With an average loss of $275,000, 80% of Australian SMEs targeted by a cyber-attack go bankrupt within 12 months.

You may think that data breaches and cyber-attacks are a big end of town problem but SMEs are increasingly being targeted as “easy pickings” by criminals attempting to steal customers’ sensitive information, or make a quick buck holding your computer network to ransom.

Not only do SMEs often have less robust security measures in place, but for many small businesses paying up if hit with a “ransomware” attack  is often the most cost-effective option, particularly where recent back-ups aren’t readily available.
 
Unfortunately if you do find yourself at the receiving end of an attack, there is a very real chance that you could go out of business.
                                 
According to Shannon Sedgewick, the CEO of GM Risk Group, 80% of Australia’s small businesses that fall victim to a cyber-attack will go bankrupt within 12 months.
 
“It takes on average 23 days to resolve a cyber-breach within a small to medium business, at a cost of around $275,000,” says Sedgewick, speaking at the 2018 Asia Pacific Legal Frontiers Seminar in Sydney. “I don’t know of many SMEs that can afford to lose more than a quarter of a million dollars in less than a month.”
 
But what are SMEs doing about it?

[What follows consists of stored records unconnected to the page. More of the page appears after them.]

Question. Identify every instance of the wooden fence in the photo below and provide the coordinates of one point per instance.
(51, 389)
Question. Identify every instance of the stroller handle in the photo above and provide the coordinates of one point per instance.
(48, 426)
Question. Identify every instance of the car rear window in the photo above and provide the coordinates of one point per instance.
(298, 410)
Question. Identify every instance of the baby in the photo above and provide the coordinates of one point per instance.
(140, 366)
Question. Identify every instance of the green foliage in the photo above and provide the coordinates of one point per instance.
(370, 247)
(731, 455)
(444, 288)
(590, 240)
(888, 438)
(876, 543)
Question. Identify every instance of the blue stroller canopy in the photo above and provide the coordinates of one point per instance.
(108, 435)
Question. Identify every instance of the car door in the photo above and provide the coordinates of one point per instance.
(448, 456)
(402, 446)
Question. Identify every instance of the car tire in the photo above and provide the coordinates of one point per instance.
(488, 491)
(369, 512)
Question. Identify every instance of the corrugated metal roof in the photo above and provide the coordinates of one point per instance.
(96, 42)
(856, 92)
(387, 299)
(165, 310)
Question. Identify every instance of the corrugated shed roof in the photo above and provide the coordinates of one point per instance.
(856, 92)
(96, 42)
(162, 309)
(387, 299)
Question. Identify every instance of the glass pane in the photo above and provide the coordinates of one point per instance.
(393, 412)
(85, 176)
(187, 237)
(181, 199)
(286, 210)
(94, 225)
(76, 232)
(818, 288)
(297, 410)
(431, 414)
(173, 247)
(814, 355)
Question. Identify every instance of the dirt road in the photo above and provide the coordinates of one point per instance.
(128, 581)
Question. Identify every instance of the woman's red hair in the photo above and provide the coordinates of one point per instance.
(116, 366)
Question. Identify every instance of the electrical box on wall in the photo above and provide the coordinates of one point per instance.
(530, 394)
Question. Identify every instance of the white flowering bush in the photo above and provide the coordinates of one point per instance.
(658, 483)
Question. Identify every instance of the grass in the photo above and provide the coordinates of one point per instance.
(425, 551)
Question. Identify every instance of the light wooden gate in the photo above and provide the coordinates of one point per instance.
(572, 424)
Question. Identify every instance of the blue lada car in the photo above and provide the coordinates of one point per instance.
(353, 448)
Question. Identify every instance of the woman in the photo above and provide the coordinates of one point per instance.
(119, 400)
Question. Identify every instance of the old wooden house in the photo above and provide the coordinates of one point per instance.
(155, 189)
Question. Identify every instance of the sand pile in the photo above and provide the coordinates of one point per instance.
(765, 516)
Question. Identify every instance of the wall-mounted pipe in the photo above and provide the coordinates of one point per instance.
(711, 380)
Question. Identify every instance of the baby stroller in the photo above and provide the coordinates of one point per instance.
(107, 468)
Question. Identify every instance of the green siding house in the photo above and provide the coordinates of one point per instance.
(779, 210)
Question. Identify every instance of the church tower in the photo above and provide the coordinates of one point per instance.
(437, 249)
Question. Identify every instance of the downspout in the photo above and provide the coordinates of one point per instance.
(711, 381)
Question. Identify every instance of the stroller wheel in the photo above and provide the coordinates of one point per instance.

Sadly, not much.
 
“There’s a lack of cyber-security culture within Australian companies,” Sedgewick says. “It’s seen as only necessary within the IT departments but it’s a whole-of-business issue.”
 
While identifying areas of potential vulnerability, putting practices in place to minimise risk and drawing up incident response plans should the worst happen are a must for every business, Sedgewick also suggests investing in cyber-attack insurance.  Currently less than 15% of Australian SMEs are covered by insurance in the event of a cyber- attack.
 
“Cyber-attack, statistically, is far more likely to happen than any other emergency event like a flood, a fire or a terrorist attack or any other sort of business loss or theft via physical means,” he says.
 
 
Cyber-attack, statistically, is far more likely to happen than any other emergency event like a flood, a fire or a terrorist attack or any other sort of business loss or theft via physical means.